Dari sisi tata kelola, Perumdam Tirta Senentang telah melengkapi berbagai instrumen penting, seperti dokumen Jakstrada, RISPAM, sistem pengendalian internal, hingga infrastruktur manajemen risiko.
Penilaian GCG mandiri menunjukkan skor 79,04 dengan kategori “baik”. Selain itu, tingkat kehilangan air (NRW) berhasil dijaga di angka sekitar 21,92 persen, yang relatif kompetitif.
Dalam penilaian kinerja, perusahaan juga mencatatkan hasil positif. Hingga tahun buku 2023, status kesehatan perusahaan berada pada kategori “sehat” dengan skor 3,46, sementara penilaian Kementerian Dalam Negeri menunjukkan kategori “baik.”
Pengakuan
Berbagai upaya transformasi yang dilakukan turut membuahkan hasil dalam bentuk penghargaan. Perumdam Tirta Senentang meraih sejumlah apresiasi, antara lain di bidang CSR, keterbukaan informasi publik selama tiga tahun berturut-turut, serta penghargaan kinerja dari BPKP.
Menurut Jane, capaian tersebut menjadi motivasi bagi perusahaan untuk terus meningkatkan kualitas layanan dan kinerja ke depan.

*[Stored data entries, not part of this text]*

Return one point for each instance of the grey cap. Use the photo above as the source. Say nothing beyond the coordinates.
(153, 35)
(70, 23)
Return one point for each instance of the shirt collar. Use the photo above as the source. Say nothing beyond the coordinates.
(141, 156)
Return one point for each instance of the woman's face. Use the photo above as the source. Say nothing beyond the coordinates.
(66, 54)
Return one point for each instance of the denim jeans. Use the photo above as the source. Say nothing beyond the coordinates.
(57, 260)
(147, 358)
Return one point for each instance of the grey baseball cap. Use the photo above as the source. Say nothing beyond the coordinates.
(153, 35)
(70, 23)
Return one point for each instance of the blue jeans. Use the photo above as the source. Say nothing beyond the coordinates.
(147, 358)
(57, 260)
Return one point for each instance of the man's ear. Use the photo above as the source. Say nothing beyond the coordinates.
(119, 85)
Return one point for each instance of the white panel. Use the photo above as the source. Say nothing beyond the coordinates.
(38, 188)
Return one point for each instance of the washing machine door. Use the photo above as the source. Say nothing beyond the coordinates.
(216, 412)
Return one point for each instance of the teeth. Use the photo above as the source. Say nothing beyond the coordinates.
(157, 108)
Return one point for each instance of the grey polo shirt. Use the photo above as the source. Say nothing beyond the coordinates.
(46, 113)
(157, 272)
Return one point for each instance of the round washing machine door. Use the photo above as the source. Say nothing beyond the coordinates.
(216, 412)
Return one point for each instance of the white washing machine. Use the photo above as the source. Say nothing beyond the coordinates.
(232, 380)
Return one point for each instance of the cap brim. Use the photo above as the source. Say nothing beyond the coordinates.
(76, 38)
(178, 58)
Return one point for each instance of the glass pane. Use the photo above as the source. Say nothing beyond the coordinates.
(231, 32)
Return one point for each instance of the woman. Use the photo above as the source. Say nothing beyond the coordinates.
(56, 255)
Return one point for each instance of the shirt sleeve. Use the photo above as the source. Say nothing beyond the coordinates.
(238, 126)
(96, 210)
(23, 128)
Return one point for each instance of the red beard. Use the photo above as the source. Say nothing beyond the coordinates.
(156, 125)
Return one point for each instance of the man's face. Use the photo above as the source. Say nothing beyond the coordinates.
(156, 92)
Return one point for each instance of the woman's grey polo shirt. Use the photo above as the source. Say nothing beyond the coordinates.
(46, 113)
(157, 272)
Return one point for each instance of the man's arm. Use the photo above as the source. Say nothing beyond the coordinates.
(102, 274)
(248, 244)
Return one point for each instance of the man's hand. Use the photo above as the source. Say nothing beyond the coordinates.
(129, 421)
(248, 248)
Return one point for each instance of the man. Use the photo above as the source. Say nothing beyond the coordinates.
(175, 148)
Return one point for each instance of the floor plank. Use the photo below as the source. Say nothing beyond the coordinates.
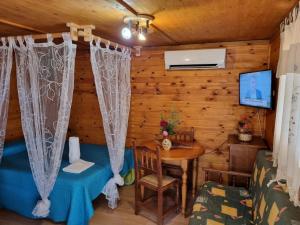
(123, 215)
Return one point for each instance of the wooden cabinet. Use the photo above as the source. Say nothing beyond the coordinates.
(242, 154)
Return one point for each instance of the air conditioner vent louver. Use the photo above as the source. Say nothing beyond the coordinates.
(195, 59)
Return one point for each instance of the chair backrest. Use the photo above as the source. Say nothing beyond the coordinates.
(147, 161)
(184, 135)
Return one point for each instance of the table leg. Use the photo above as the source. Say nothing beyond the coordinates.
(195, 176)
(184, 164)
(142, 187)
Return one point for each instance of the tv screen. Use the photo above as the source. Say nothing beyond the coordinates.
(256, 89)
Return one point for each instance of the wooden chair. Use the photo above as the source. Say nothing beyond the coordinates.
(148, 172)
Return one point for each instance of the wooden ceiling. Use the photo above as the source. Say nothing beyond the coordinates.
(176, 21)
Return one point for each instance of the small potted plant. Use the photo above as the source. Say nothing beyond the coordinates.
(167, 128)
(245, 128)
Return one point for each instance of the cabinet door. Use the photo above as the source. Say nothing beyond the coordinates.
(242, 158)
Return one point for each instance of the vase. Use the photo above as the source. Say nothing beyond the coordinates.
(246, 137)
(166, 144)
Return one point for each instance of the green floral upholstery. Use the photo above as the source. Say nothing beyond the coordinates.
(219, 204)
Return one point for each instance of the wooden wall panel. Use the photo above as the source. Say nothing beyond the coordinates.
(205, 99)
(270, 117)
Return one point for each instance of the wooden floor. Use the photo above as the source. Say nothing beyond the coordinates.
(123, 215)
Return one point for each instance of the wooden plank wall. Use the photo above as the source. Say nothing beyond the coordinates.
(205, 99)
(270, 116)
(14, 128)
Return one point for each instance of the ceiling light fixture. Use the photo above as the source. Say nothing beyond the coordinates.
(137, 26)
(126, 33)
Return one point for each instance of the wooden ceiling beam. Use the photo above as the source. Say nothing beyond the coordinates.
(21, 26)
(134, 12)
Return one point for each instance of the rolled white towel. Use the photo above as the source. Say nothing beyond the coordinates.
(74, 149)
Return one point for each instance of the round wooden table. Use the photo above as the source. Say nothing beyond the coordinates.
(181, 156)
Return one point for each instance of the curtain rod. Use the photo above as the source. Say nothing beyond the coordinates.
(113, 44)
(59, 35)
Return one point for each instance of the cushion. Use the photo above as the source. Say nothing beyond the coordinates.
(152, 179)
(221, 204)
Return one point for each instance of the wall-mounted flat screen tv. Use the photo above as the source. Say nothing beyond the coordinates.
(256, 89)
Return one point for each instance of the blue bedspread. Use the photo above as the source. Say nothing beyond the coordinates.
(71, 198)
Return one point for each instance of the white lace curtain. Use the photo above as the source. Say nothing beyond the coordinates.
(286, 149)
(45, 76)
(5, 70)
(111, 70)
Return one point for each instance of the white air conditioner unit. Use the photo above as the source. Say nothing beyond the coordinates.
(195, 59)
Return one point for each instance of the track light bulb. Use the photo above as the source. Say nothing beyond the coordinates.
(141, 36)
(126, 33)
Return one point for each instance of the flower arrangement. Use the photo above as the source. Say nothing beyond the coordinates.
(245, 125)
(167, 126)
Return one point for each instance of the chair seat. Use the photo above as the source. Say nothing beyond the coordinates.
(152, 179)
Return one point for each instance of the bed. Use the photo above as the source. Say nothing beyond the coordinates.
(72, 196)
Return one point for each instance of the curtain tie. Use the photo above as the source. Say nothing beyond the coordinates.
(118, 179)
(42, 208)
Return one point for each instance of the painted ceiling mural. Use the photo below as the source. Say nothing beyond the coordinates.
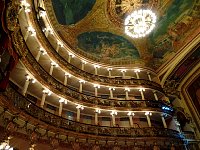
(95, 28)
(106, 45)
(71, 11)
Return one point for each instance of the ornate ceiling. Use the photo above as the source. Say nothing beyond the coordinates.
(94, 29)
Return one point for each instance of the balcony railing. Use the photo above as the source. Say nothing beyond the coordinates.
(74, 95)
(102, 80)
(20, 102)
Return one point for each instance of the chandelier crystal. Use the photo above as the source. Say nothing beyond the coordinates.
(140, 23)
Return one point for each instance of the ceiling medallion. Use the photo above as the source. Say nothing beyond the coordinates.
(140, 23)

“Kami akan terus melakukan perbaikan berkelanjutan agar perusahaan dapat memberikan pelayanan yang lebih baik kepada masyarakat,” ujarnya.
Ke depan, Perumdam Tirta Senentang akan terus memperkuat inovasi, efisiensi, dan tata kelola sebagai fondasi pertumbuhan berkelanjutan. Dengan strategi tersebut, perusahaan optimistis dapat memperluas layanan sekaligus menjaga kinerja tetap positif.
Transformasi yang dijalankan menunjukkan bahwa BUMD tidak hanya mampu bertahan, tetapi juga berkembang melalui inovasi dan pengelolaan yang tepat.